I remember the day like it was yesterday. I woke up thinking how beautiful of a day it was outside. The sky was bright blue and there was a wonderful chill in the air. I stood admiring the sky with a cup of coffee in hand from the back door. The news was on and I turned around to see complete devastation flash before my eyes. The first tower was ablaze. A plane had crashed into it and reporters scrambled to get a shot, while people ran around the streets of New York terrified. Then my stomach sank further than it ever had before while I watched the second plane go crashing into the other tower on live television.
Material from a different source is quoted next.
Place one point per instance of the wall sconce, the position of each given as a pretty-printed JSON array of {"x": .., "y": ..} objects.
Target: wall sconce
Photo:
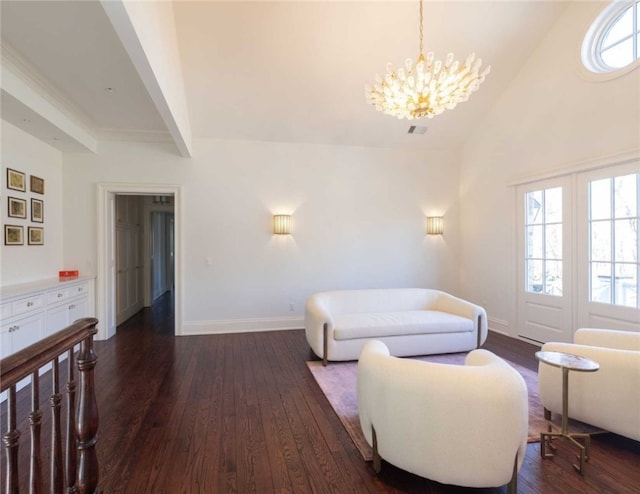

I was living home with my parents at the time and called my father out into the living room. We watched the news coverage in shock and horror. The reality that we were under attack didn’t hit at first. It just doesn’t happen to us. It doesn’t happen here at home and so close to home! Living in the United States always felt like living under a great, big security blanket. I took our safety for granted and I remember feeling so small, like a child, watching that coverage with my father. It was hard to believe that something so ugly could happen on such a beautiful day. The shock subsided enough for us to scramble to try and get in touch with my sister and brother who were working in the city at the time. I was finally able to get in touch with my sister over instant messaging. She was okay. She was stuck in her office, but out of harm’s way. My dad was able to get in touch with my brother. He was also all right.
Our family was lucky. It may have taken my brother and sister a little longer to get home that evening, but they came home. They were all right, unlike so many families who were affected. So many families had to face the reality that their loved ones were not coming home. So many men and women, mothers and fathers, sisters and brothers, lost their lives that day. It’s hard to swallow down the fact, even 11 years later, that such hatred and evil exists in this world.
Today I ask you to not only remember, but give thanks. Give thanks for each breath you take, each person you love and squeeze them a little tighter tonight when they come home. Always remember.